メロディとハーモニー、スケールとヴォイシングはもちろん大事だけど、良いリズムがあってこそ、それが生きる。ジャズはリズムさえ良ければ、単なるドの連打だけでもフレーズは決まる。なので、一番優先するのは「音価」。

 

以上を一言にまとめると「音高より音価」……分かっているのだが、出来てない。

 

ヴォイシングがなんとか出来るようになってきて、自分の録音を聴いて気づく。

ヴォイシングばかり気にして、リズムが疎かになりがち。どんなにカッコいい(つもりの)ヴォイシングでも、リズムが決まらないと、全部が台無しになってしまう。

 

これをどうにかするためには、自分であーだこーだと工夫するだけじゃ限界がある。

トランスクライブでレジェンドの弾き方を学んでそっくりに弾くことで、リズムとグルーヴの感覚を身につけるのが、すごく良い方法なのだと今ごろになって痛感する。特定のお手本に頼らずに自分の感覚だけでカッコよくリズムとグルーヴ、というのは相当なセンスの持ち主でなければ難しいと思う。私には無理である。

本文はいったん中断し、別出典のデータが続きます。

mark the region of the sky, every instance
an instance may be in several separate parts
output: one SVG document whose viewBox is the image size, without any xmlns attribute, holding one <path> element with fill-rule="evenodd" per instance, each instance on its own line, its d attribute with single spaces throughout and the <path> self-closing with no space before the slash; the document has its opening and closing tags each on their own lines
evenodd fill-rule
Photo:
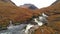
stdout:
<svg viewBox="0 0 60 34">
<path fill-rule="evenodd" d="M 56 0 L 11 0 L 11 1 L 14 2 L 17 6 L 23 4 L 34 4 L 37 8 L 43 8 L 50 6 Z"/>
</svg>

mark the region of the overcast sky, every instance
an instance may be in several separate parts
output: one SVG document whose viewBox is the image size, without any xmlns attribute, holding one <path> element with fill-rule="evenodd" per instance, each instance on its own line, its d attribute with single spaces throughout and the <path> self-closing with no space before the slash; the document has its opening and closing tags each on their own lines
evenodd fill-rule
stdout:
<svg viewBox="0 0 60 34">
<path fill-rule="evenodd" d="M 51 5 L 56 0 L 11 0 L 11 1 L 13 1 L 17 6 L 30 3 L 34 4 L 38 8 L 42 8 Z"/>
</svg>

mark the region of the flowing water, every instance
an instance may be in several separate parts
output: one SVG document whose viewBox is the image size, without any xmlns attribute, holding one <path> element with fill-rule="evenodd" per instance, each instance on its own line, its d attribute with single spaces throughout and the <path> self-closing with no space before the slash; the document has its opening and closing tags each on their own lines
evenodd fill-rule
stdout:
<svg viewBox="0 0 60 34">
<path fill-rule="evenodd" d="M 17 26 L 9 26 L 11 29 L 0 31 L 0 34 L 24 34 L 23 28 L 26 24 L 20 24 Z"/>
</svg>

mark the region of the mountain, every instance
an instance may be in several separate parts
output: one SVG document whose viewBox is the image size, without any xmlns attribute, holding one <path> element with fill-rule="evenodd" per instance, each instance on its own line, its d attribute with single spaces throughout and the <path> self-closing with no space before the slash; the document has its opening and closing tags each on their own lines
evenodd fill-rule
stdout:
<svg viewBox="0 0 60 34">
<path fill-rule="evenodd" d="M 55 5 L 56 3 L 60 2 L 60 0 L 56 0 L 52 5 Z"/>
<path fill-rule="evenodd" d="M 21 5 L 20 7 L 22 7 L 22 8 L 28 8 L 28 9 L 32 9 L 32 10 L 34 10 L 34 9 L 38 9 L 35 5 L 33 5 L 33 4 L 24 4 L 24 5 Z"/>
</svg>

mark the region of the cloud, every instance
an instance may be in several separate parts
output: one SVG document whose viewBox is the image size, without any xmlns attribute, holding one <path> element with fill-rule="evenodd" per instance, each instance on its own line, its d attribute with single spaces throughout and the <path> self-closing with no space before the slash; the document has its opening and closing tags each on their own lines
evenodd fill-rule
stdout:
<svg viewBox="0 0 60 34">
<path fill-rule="evenodd" d="M 47 7 L 51 5 L 56 0 L 11 0 L 13 1 L 17 6 L 23 5 L 23 4 L 34 4 L 38 8 Z"/>
</svg>

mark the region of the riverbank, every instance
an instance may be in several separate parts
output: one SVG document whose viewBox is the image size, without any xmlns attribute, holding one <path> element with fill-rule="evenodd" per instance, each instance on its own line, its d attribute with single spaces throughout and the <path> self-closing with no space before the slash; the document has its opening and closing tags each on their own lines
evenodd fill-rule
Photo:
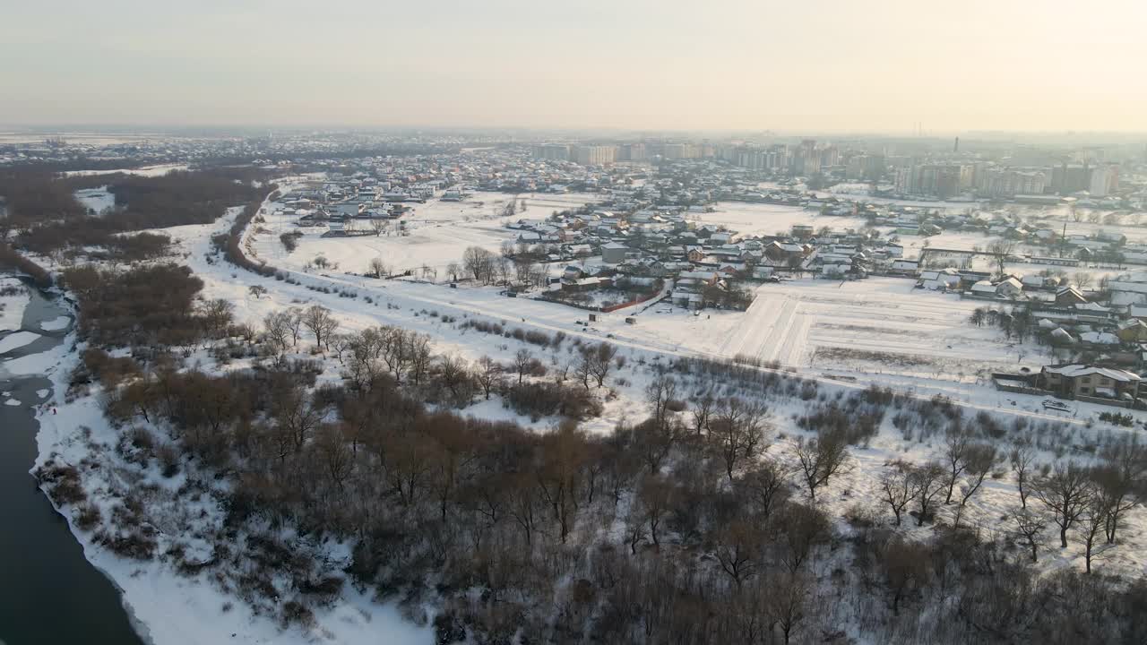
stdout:
<svg viewBox="0 0 1147 645">
<path fill-rule="evenodd" d="M 0 352 L 0 642 L 142 645 L 118 589 L 87 562 L 29 473 L 39 457 L 37 413 L 63 391 L 71 314 L 30 286 L 6 301 L 19 319 L 0 334 L 18 340 Z"/>
</svg>

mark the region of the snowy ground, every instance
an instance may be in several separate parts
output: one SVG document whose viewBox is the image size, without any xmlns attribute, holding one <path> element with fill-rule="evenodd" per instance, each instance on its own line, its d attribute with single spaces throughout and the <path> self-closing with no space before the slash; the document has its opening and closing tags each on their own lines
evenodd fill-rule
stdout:
<svg viewBox="0 0 1147 645">
<path fill-rule="evenodd" d="M 69 170 L 63 172 L 64 177 L 92 177 L 96 174 L 139 174 L 140 177 L 161 177 L 173 170 L 187 170 L 186 163 L 167 163 L 161 165 L 146 165 L 143 168 L 119 168 L 116 170 Z"/>
<path fill-rule="evenodd" d="M 30 344 L 40 337 L 33 332 L 13 332 L 6 336 L 0 336 L 0 353 L 7 353 L 14 349 Z"/>
<path fill-rule="evenodd" d="M 559 196 L 568 199 L 568 195 Z M 526 196 L 528 201 L 531 199 Z M 273 227 L 284 223 L 267 222 L 263 226 L 268 233 L 256 235 L 256 248 L 260 256 L 272 264 L 287 270 L 299 285 L 291 285 L 273 278 L 263 278 L 221 263 L 208 263 L 212 234 L 226 231 L 237 212 L 232 209 L 228 217 L 212 225 L 182 226 L 165 230 L 179 240 L 186 262 L 196 275 L 203 279 L 203 296 L 224 297 L 235 304 L 240 321 L 259 325 L 263 317 L 286 306 L 321 304 L 336 312 L 343 332 L 361 329 L 369 325 L 391 324 L 418 329 L 430 335 L 437 353 L 458 353 L 474 360 L 483 355 L 507 360 L 520 348 L 528 348 L 547 364 L 568 360 L 571 343 L 561 349 L 543 350 L 520 341 L 498 335 L 483 334 L 461 328 L 468 318 L 505 321 L 508 328 L 521 326 L 548 334 L 562 332 L 569 337 L 587 341 L 609 340 L 627 358 L 626 367 L 612 376 L 614 394 L 604 413 L 585 425 L 590 432 L 607 432 L 621 420 L 635 421 L 648 413 L 642 398 L 642 388 L 650 378 L 646 366 L 666 363 L 679 356 L 732 357 L 749 355 L 762 360 L 777 360 L 795 367 L 798 373 L 816 380 L 827 396 L 848 394 L 869 382 L 908 390 L 919 398 L 933 394 L 946 394 L 968 409 L 969 412 L 984 411 L 1009 423 L 1014 418 L 1029 422 L 1062 422 L 1074 437 L 1086 441 L 1101 433 L 1117 435 L 1130 430 L 1094 422 L 1106 407 L 1090 404 L 1072 406 L 1069 413 L 1048 413 L 1039 405 L 1039 397 L 1009 395 L 991 389 L 978 378 L 986 370 L 1014 367 L 1024 358 L 1020 348 L 1001 342 L 996 332 L 980 329 L 967 324 L 976 301 L 960 301 L 957 296 L 913 290 L 911 280 L 876 278 L 858 282 L 834 282 L 824 280 L 798 280 L 780 285 L 766 285 L 758 289 L 758 297 L 747 312 L 685 312 L 664 303 L 648 308 L 622 310 L 603 314 L 588 326 L 579 325 L 585 312 L 560 304 L 533 301 L 526 297 L 508 300 L 498 295 L 497 288 L 465 287 L 450 289 L 445 285 L 403 280 L 372 280 L 345 275 L 343 271 L 356 271 L 374 257 L 356 244 L 364 240 L 381 244 L 372 252 L 388 254 L 388 262 L 398 264 L 401 257 L 415 259 L 418 264 L 453 262 L 469 243 L 497 247 L 497 218 L 494 204 L 483 201 L 481 207 L 469 202 L 426 204 L 416 215 L 423 223 L 412 224 L 409 236 L 369 238 L 353 240 L 319 239 L 317 234 L 304 238 L 304 246 L 291 254 L 299 259 L 275 257 L 274 246 L 279 244 L 278 232 Z M 571 204 L 577 205 L 577 204 Z M 530 208 L 554 209 L 552 202 L 537 199 Z M 565 207 L 568 208 L 568 207 Z M 738 222 L 741 227 L 751 225 L 754 218 L 764 218 L 765 231 L 777 228 L 775 217 L 789 217 L 781 211 L 764 209 L 756 215 L 739 209 L 723 209 L 716 217 Z M 540 215 L 539 215 L 540 216 Z M 469 217 L 469 219 L 467 219 Z M 533 217 L 533 215 L 530 215 Z M 732 226 L 732 224 L 731 224 Z M 422 235 L 424 241 L 412 243 L 412 238 Z M 489 236 L 486 236 L 489 235 Z M 437 242 L 435 240 L 438 240 Z M 353 243 L 340 243 L 353 242 Z M 440 244 L 435 249 L 435 244 Z M 446 252 L 446 249 L 451 252 Z M 304 252 L 304 249 L 307 249 Z M 322 250 L 329 259 L 340 263 L 338 271 L 315 274 L 302 269 L 314 252 Z M 403 255 L 406 254 L 406 255 Z M 437 254 L 437 255 L 435 255 Z M 249 287 L 260 285 L 267 294 L 251 295 Z M 320 293 L 307 287 L 323 287 L 356 293 L 359 297 L 341 297 L 337 293 Z M 366 302 L 369 296 L 373 302 Z M 641 311 L 643 309 L 643 311 Z M 640 312 L 640 313 L 639 313 Z M 637 324 L 624 321 L 637 314 Z M 455 317 L 453 322 L 444 321 L 446 316 Z M 846 350 L 842 352 L 841 350 Z M 832 353 L 832 352 L 836 353 Z M 1029 349 L 1035 351 L 1035 349 Z M 828 353 L 826 353 L 828 352 Z M 60 394 L 70 362 L 76 355 L 64 355 L 63 350 L 48 356 L 33 356 L 5 364 L 11 370 L 44 370 L 53 364 L 62 364 L 52 374 L 56 383 L 53 405 L 60 405 L 58 415 L 44 415 L 44 426 L 38 441 L 41 461 L 53 451 L 63 453 L 71 463 L 77 463 L 92 450 L 87 445 L 81 426 L 92 428 L 92 441 L 114 443 L 115 434 L 102 419 L 96 399 L 80 398 L 63 404 Z M 26 372 L 25 372 L 26 373 Z M 777 427 L 775 443 L 770 452 L 780 459 L 788 459 L 788 445 L 799 433 L 791 422 L 794 414 L 804 410 L 803 402 L 788 398 L 770 402 L 773 423 Z M 544 429 L 555 420 L 543 419 L 531 422 L 504 409 L 496 396 L 491 401 L 478 401 L 466 413 L 482 418 L 513 419 L 523 425 Z M 1138 421 L 1147 419 L 1142 413 L 1132 413 Z M 1092 423 L 1094 422 L 1094 427 Z M 881 521 L 888 521 L 888 513 L 879 506 L 879 477 L 884 465 L 892 459 L 923 461 L 939 450 L 935 438 L 907 440 L 891 427 L 885 418 L 881 432 L 867 445 L 855 448 L 855 467 L 848 474 L 836 477 L 818 495 L 834 515 L 841 516 L 845 510 L 857 505 L 871 507 Z M 110 450 L 109 450 L 110 451 Z M 1044 460 L 1051 459 L 1050 454 Z M 983 527 L 988 531 L 1005 529 L 1001 519 L 1017 500 L 1015 483 L 1001 469 L 999 477 L 992 477 L 984 489 L 969 503 L 961 521 Z M 954 511 L 946 507 L 942 514 Z M 1147 513 L 1133 511 L 1123 531 L 1124 542 L 1108 554 L 1103 566 L 1110 570 L 1144 572 L 1144 529 Z M 951 521 L 954 518 L 949 518 Z M 843 526 L 843 522 L 840 522 Z M 85 546 L 85 553 L 96 566 L 106 570 L 124 589 L 125 601 L 134 615 L 147 625 L 156 645 L 206 644 L 219 642 L 237 643 L 388 643 L 395 645 L 430 643 L 432 635 L 426 628 L 414 627 L 398 616 L 392 606 L 382 605 L 358 596 L 346 589 L 335 606 L 317 613 L 318 627 L 310 634 L 298 630 L 282 632 L 278 625 L 263 616 L 252 616 L 235 601 L 229 611 L 224 603 L 231 599 L 220 593 L 211 583 L 200 577 L 179 577 L 170 568 L 158 564 L 128 562 L 114 557 L 102 547 L 93 545 L 87 536 L 73 529 Z M 845 529 L 846 530 L 846 529 Z M 905 533 L 918 529 L 904 527 Z M 931 530 L 929 527 L 920 533 Z M 1066 550 L 1048 549 L 1041 554 L 1041 566 L 1080 567 L 1078 544 Z"/>
<path fill-rule="evenodd" d="M 504 193 L 477 193 L 461 202 L 431 200 L 426 204 L 413 204 L 414 212 L 392 222 L 381 235 L 323 238 L 326 227 L 299 228 L 294 215 L 271 215 L 279 204 L 271 204 L 266 222 L 253 227 L 256 255 L 268 264 L 289 269 L 302 269 L 318 256 L 338 266 L 340 272 L 364 273 L 370 261 L 381 258 L 392 270 L 403 272 L 423 265 L 437 269 L 444 274 L 446 265 L 461 262 L 468 247 L 482 247 L 497 252 L 502 242 L 513 241 L 517 233 L 505 227 L 506 222 L 517 219 L 543 219 L 555 210 L 578 208 L 600 195 L 592 194 L 522 194 L 516 201 L 525 201 L 526 208 L 513 217 L 501 217 L 499 212 L 512 195 Z M 356 223 L 368 230 L 365 222 Z M 401 226 L 401 230 L 399 230 Z M 298 248 L 288 252 L 279 240 L 282 233 L 302 231 Z"/>
<path fill-rule="evenodd" d="M 787 235 L 794 224 L 811 224 L 817 228 L 828 226 L 834 231 L 860 230 L 866 226 L 861 217 L 822 216 L 816 210 L 785 204 L 718 202 L 713 212 L 696 216 L 703 224 L 723 225 L 742 235 Z"/>
<path fill-rule="evenodd" d="M 16 278 L 0 275 L 0 292 L 15 290 L 11 295 L 0 295 L 0 333 L 19 329 L 28 308 L 28 288 Z"/>
<path fill-rule="evenodd" d="M 103 209 L 116 205 L 116 196 L 108 192 L 107 186 L 76 191 L 76 199 L 85 209 L 93 210 L 96 213 L 101 213 Z"/>
</svg>

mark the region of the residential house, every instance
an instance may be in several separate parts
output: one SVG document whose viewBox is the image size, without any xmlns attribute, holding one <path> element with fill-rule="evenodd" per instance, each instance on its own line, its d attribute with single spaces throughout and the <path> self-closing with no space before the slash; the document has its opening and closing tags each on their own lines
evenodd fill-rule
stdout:
<svg viewBox="0 0 1147 645">
<path fill-rule="evenodd" d="M 1039 373 L 1039 382 L 1044 389 L 1067 398 L 1085 396 L 1129 402 L 1139 398 L 1139 375 L 1114 367 L 1047 365 Z"/>
</svg>

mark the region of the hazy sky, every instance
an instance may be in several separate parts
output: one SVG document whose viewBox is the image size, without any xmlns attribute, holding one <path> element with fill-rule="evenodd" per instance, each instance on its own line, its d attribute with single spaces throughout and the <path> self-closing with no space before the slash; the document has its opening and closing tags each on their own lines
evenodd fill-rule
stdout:
<svg viewBox="0 0 1147 645">
<path fill-rule="evenodd" d="M 1145 25 L 1145 0 L 0 0 L 0 124 L 1141 132 Z"/>
</svg>

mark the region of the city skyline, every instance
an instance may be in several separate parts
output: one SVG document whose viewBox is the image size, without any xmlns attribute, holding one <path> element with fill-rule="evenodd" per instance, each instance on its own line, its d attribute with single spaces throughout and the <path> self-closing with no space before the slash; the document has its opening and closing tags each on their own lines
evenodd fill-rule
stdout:
<svg viewBox="0 0 1147 645">
<path fill-rule="evenodd" d="M 28 5 L 0 124 L 1142 132 L 1116 5 Z"/>
</svg>

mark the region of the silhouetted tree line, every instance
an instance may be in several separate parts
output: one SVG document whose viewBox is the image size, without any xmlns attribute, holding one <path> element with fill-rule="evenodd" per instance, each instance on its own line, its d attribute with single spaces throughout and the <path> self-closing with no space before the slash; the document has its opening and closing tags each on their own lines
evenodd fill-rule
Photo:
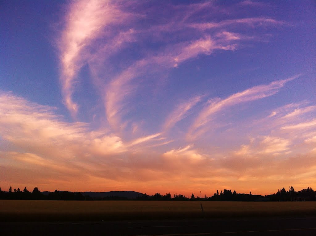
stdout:
<svg viewBox="0 0 316 236">
<path fill-rule="evenodd" d="M 278 190 L 276 193 L 268 195 L 271 201 L 316 201 L 316 191 L 311 188 L 302 189 L 301 191 L 295 191 L 293 186 L 286 191 L 283 188 Z"/>
<path fill-rule="evenodd" d="M 205 195 L 204 198 L 198 196 L 196 197 L 192 193 L 190 198 L 184 195 L 176 194 L 172 197 L 170 193 L 163 196 L 156 193 L 153 196 L 145 193 L 135 199 L 131 199 L 124 197 L 107 196 L 103 197 L 92 197 L 88 195 L 83 195 L 81 192 L 58 191 L 50 192 L 48 194 L 44 194 L 37 187 L 32 192 L 25 187 L 23 191 L 20 188 L 15 189 L 13 191 L 10 186 L 8 191 L 2 190 L 0 188 L 0 199 L 35 200 L 134 200 L 141 201 L 316 201 L 316 191 L 308 187 L 300 191 L 295 191 L 291 187 L 287 191 L 284 188 L 278 190 L 275 194 L 264 196 L 260 195 L 249 194 L 237 193 L 236 191 L 232 192 L 230 190 L 224 189 L 224 191 L 216 192 L 211 197 Z"/>
</svg>

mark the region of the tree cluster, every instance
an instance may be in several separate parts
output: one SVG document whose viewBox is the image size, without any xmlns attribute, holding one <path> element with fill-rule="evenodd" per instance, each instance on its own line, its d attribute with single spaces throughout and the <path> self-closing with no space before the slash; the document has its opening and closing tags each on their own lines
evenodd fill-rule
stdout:
<svg viewBox="0 0 316 236">
<path fill-rule="evenodd" d="M 293 186 L 289 188 L 288 191 L 284 188 L 278 190 L 276 193 L 268 195 L 267 197 L 273 201 L 316 201 L 316 191 L 311 188 L 295 191 Z"/>
</svg>

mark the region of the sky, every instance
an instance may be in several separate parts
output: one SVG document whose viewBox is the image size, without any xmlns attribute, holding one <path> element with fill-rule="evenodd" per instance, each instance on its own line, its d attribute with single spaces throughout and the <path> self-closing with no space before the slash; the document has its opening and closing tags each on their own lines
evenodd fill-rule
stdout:
<svg viewBox="0 0 316 236">
<path fill-rule="evenodd" d="M 0 2 L 0 187 L 316 188 L 314 1 Z"/>
</svg>

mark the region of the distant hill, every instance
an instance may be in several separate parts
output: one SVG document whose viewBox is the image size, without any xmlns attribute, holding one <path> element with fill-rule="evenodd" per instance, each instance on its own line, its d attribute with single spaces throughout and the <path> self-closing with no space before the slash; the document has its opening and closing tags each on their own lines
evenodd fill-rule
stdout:
<svg viewBox="0 0 316 236">
<path fill-rule="evenodd" d="M 144 194 L 134 191 L 111 191 L 110 192 L 81 192 L 84 196 L 87 195 L 91 197 L 127 197 L 130 199 L 141 197 Z"/>
<path fill-rule="evenodd" d="M 44 191 L 41 193 L 44 195 L 47 195 L 51 192 Z M 138 197 L 142 197 L 144 195 L 142 193 L 134 191 L 111 191 L 110 192 L 81 192 L 83 196 L 87 195 L 91 197 L 126 197 L 129 199 L 136 198 Z"/>
</svg>

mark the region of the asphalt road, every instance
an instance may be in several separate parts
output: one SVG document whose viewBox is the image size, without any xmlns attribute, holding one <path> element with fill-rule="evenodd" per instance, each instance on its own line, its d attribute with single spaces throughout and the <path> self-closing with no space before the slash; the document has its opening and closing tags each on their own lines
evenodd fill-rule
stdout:
<svg viewBox="0 0 316 236">
<path fill-rule="evenodd" d="M 0 222 L 0 235 L 316 235 L 316 217 Z"/>
</svg>

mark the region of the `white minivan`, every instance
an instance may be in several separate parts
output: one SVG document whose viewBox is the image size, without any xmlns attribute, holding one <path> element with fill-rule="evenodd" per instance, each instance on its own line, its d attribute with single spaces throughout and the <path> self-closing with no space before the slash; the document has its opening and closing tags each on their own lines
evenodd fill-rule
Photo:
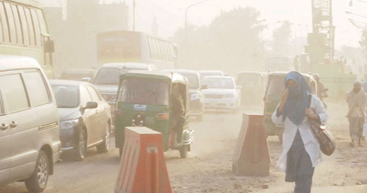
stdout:
<svg viewBox="0 0 367 193">
<path fill-rule="evenodd" d="M 54 97 L 34 59 L 0 55 L 0 186 L 24 181 L 46 187 L 61 143 Z"/>
</svg>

まずは真似する。最初はただの真似でも、少しずつ自分の演奏にして行けば良いのだ。

 

 

昔の自分の録音を聴くと、もちろん本人は精いっぱいやっているのだが、ただ自分流にオルタードなりリディアン♭7なりにベタッと音を並べてるだけで、リズムもグルーヴもヘロヘロ……なんだコリャ。オルタードの音の並べ方の練習はもういいから、キレのいいフレーズ探してトランスクライブしてみろよ、と昔の自分に全力でツッコミを入れたい。あ〜もうリズムがダレてフレーズにキレがない!なんだコリャ!

 

しかし考えてみると、今、自分では「出来てるつもり」の曲も、数年後に録音を聴けば「なんだコリャ」になるだろう。先は果てしなく長いし、限りはない。だから、楽しみながら少しずつでも進んで、過去を振り返った時に自分で「なんだコリャ」と思えるようにしたい。10年単位ぐらいで。